FACTS AND STATISTICS
Organ transplant procedures in Australia (2018)
Australia is a world leader in successful transplants and while our donation rate has more than doubled in recent years, there simply aren't enough donor organs for everyone who needs them.
Life on the waiting list for some can last for more than 15 years and reduces their quality of life dramatically. A person suffering kidney failure can spend up to eight hours a day on a dialysis machine. Heart or lung failure can leave people struggling to walk and those with liver failure suffer serious fatigue, bloating and jaundice.
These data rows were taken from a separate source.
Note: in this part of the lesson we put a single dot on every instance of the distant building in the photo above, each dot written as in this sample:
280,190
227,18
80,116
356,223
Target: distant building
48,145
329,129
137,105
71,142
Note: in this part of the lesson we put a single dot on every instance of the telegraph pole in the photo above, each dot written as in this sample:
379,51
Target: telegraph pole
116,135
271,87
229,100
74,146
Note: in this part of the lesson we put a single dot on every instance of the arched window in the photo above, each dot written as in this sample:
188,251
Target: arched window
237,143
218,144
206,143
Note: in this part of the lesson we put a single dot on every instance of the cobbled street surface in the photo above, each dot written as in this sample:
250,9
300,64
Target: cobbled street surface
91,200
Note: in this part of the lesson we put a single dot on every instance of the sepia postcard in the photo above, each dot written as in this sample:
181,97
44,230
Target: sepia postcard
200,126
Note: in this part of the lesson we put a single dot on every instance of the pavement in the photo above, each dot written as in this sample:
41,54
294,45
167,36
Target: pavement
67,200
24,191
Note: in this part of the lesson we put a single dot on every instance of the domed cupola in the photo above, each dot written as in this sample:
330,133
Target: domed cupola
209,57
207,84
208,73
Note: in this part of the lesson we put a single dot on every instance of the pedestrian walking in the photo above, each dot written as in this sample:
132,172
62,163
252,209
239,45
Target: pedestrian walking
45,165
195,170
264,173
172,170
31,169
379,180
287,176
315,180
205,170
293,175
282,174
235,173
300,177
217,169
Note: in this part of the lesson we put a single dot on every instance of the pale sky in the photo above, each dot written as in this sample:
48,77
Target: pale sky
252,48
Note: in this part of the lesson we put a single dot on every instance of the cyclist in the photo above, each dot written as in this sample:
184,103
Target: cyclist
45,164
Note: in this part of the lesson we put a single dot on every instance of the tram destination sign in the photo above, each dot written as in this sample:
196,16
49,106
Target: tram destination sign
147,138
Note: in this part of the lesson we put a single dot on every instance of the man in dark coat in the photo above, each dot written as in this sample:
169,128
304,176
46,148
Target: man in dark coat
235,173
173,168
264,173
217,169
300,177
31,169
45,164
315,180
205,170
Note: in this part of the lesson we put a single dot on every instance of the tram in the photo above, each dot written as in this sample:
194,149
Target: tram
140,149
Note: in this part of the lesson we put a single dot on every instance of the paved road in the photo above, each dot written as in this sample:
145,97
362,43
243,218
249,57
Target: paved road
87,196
While most donations occur after a person has died; it is also possible to become a living donor. A relative or friend can donate one of their kidneys or partial liver to another in need.
Around 1,400 Australians are currently waitlisted for a transplant. A further 11,000 are on dialysis, many of whom would benefit from a kidney transplant.
In Australia, 90% of families say yes to donation when their loved one is a registered donor. This compares to the national consent rate of 64%.
When the family is unaware of their loved one’s donation decision, only 44% of families agree to donation so it’s vital to communicate your wishes with your loved ones.
Hundreds of people still die each year while waiting for an organ transplant.
One organ and tissue donor could help save and improve the quality of life of up to 10 people.
A person can donate a number of different organs, including the heart, lungs, kidneys, liver and pancreas. They can also donate certain body tissues, such as corneas, skin, heart valves and bone. Tissue donation may occur up to 24 hours after death. Many more people are suitable for tissue donation than organ donation.
Research, improved medical techniques and technology have resulted in greatly improved survival rates and a better quality of life for most organ recipients.
Most organs are donated by people who die while on a ventilator in an Intensive Care Unit, generally as a result of a major accident, a brain haemorrhage or stroke. Today, fewer people die in these circumstances and that number is further reduced because of welcomed improvements in road safety and advances in medical treatment.
Less than one per cent of people die in a way that organ donation is medically possible - making any organ donation incredibly valuable.